Fatuch. Salada de legumes frescos, hortelã e pão sírio torrado. Foto: Alex Silva/AE
O habib (querido, em árabe) gosta do Brasil. Gosta tanto que se apossou de bairros inteiros em São Paulo. Habibs também gostam de fazer negócio. Está no sangue, faz parte da cultura ancestral de entreposto mundial de especiarias, tecidos e artesanato.
O Líbano foi o grande mercado a céu aberto do mundo antigo, e o libanês se orgulha disso. Os primeiros imigrantes chegaram ao Brasil há 130 anos - a data começa a ser comemorada amanhã em São Paulo. Muitos deles vieram para cá no século 19, fugindo da pobreza. À época, o país ainda estava sob o comando do império turco-otomano e, por isso, os imigrantes viajavam com passaporte turco, "o passaporte do inimigo". Vem daí o fato de eles, ainda hoje, serem chamados de turcos.

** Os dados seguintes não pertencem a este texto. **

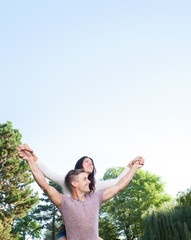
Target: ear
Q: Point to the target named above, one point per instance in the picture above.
(74, 184)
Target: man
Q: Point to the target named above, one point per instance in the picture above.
(80, 211)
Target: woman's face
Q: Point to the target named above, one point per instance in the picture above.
(87, 165)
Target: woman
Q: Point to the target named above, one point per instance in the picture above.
(88, 165)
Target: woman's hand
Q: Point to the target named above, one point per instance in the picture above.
(27, 148)
(137, 159)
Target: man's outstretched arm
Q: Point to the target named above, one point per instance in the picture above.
(123, 182)
(51, 192)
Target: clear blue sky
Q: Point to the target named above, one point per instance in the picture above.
(108, 79)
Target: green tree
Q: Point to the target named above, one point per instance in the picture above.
(125, 209)
(184, 198)
(48, 215)
(107, 230)
(27, 226)
(16, 195)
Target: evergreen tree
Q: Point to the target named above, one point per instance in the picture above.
(125, 209)
(48, 215)
(27, 226)
(184, 198)
(16, 196)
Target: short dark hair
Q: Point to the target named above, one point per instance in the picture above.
(91, 176)
(71, 176)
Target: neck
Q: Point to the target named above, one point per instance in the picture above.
(78, 195)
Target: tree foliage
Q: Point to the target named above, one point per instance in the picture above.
(47, 214)
(16, 196)
(125, 209)
(184, 198)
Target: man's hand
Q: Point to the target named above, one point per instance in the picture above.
(25, 152)
(137, 159)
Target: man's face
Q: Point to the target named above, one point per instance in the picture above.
(83, 182)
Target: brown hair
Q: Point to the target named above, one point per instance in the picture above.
(71, 176)
(91, 176)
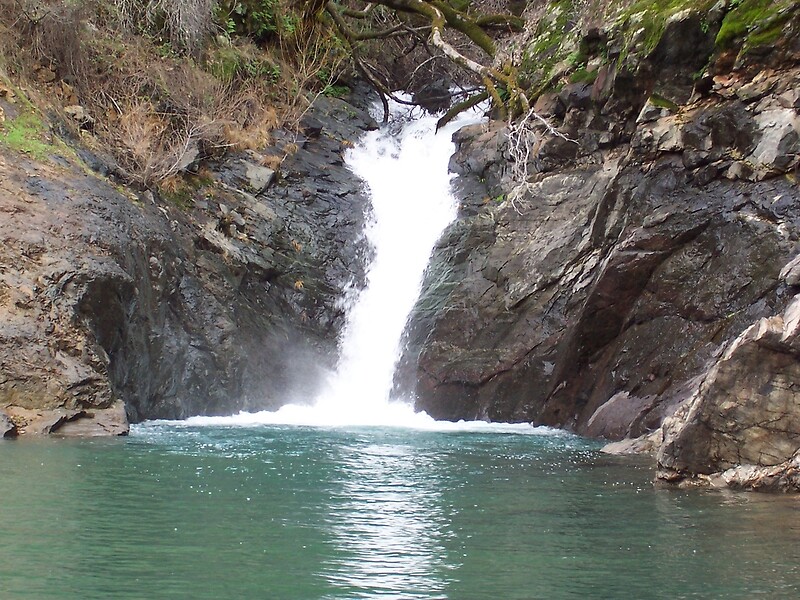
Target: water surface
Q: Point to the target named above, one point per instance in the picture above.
(177, 511)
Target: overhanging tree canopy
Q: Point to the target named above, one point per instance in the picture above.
(430, 19)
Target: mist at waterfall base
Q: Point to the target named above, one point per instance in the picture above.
(405, 167)
(308, 503)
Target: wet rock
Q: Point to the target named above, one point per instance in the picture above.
(746, 411)
(7, 427)
(790, 274)
(602, 295)
(78, 114)
(108, 303)
(258, 177)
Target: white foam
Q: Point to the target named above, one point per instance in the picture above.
(410, 188)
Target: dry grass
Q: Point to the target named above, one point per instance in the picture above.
(157, 108)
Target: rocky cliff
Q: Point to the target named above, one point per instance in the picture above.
(623, 266)
(118, 306)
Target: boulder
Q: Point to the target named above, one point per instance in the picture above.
(746, 411)
(7, 427)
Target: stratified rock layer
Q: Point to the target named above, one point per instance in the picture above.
(229, 302)
(629, 276)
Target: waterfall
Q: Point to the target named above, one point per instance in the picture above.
(405, 167)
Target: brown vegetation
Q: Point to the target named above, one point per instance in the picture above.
(159, 84)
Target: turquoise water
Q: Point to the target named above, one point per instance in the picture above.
(289, 513)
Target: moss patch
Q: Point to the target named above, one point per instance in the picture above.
(28, 134)
(755, 22)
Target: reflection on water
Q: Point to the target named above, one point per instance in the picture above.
(307, 514)
(387, 523)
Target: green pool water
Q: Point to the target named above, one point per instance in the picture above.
(289, 512)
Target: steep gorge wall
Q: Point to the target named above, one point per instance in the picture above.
(115, 307)
(616, 286)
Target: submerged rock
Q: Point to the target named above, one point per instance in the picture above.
(638, 278)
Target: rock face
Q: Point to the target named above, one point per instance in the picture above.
(635, 273)
(225, 298)
(746, 410)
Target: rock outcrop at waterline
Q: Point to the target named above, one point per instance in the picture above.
(226, 298)
(632, 288)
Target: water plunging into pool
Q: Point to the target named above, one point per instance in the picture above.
(207, 509)
(404, 166)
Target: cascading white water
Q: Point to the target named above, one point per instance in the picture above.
(409, 185)
(405, 168)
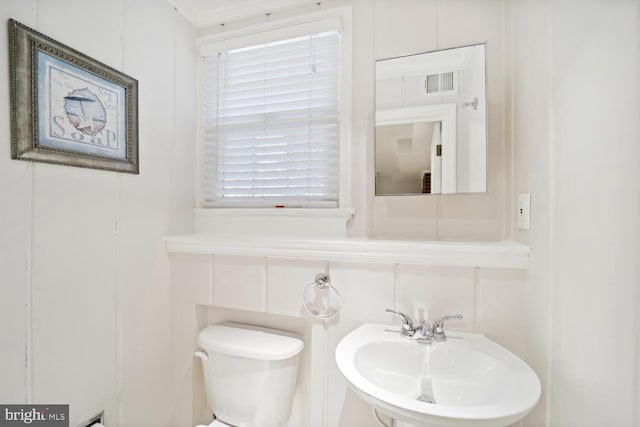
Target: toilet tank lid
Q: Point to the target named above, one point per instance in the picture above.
(253, 342)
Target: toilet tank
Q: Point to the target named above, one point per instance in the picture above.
(250, 373)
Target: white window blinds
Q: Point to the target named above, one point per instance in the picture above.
(270, 118)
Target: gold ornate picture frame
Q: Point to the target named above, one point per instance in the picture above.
(69, 109)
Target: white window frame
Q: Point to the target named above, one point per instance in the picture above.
(279, 30)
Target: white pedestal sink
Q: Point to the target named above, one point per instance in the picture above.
(467, 380)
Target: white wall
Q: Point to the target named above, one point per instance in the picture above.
(575, 135)
(85, 278)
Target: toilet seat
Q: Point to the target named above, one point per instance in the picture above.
(215, 423)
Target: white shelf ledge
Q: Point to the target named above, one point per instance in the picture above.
(464, 254)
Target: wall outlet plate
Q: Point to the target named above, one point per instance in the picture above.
(524, 211)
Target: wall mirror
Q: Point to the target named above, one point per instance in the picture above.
(431, 123)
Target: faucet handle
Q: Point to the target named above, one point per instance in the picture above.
(407, 329)
(438, 326)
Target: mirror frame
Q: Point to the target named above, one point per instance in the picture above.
(395, 116)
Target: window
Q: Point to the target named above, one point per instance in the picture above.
(271, 120)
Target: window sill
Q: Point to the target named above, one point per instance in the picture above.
(273, 221)
(463, 254)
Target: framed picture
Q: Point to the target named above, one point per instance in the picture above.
(69, 109)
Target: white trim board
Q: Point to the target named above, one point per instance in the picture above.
(461, 254)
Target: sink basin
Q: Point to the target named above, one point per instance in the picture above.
(467, 380)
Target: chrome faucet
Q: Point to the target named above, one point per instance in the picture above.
(438, 326)
(407, 329)
(428, 333)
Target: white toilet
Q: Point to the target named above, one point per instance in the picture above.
(250, 374)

Aqui os libaneses se estabeleceram, apesar da barreira da língua, atuando principalmente no comércio.
E, mesmo depois da onda imigratória, o libanês continua chegando ao Brasil, a ponto de a comunidade libanesa (considerando-se os imigrantes e seus descendentes) superar a população no Líbano: chegam a quase 7 milhões, enquanto no país de origem são pouco mais de 4 milhões. As crises políticas sucessivas no Oriente justificam a partida ininterrupta. Mas o que liga, tão fortemente, os dois países?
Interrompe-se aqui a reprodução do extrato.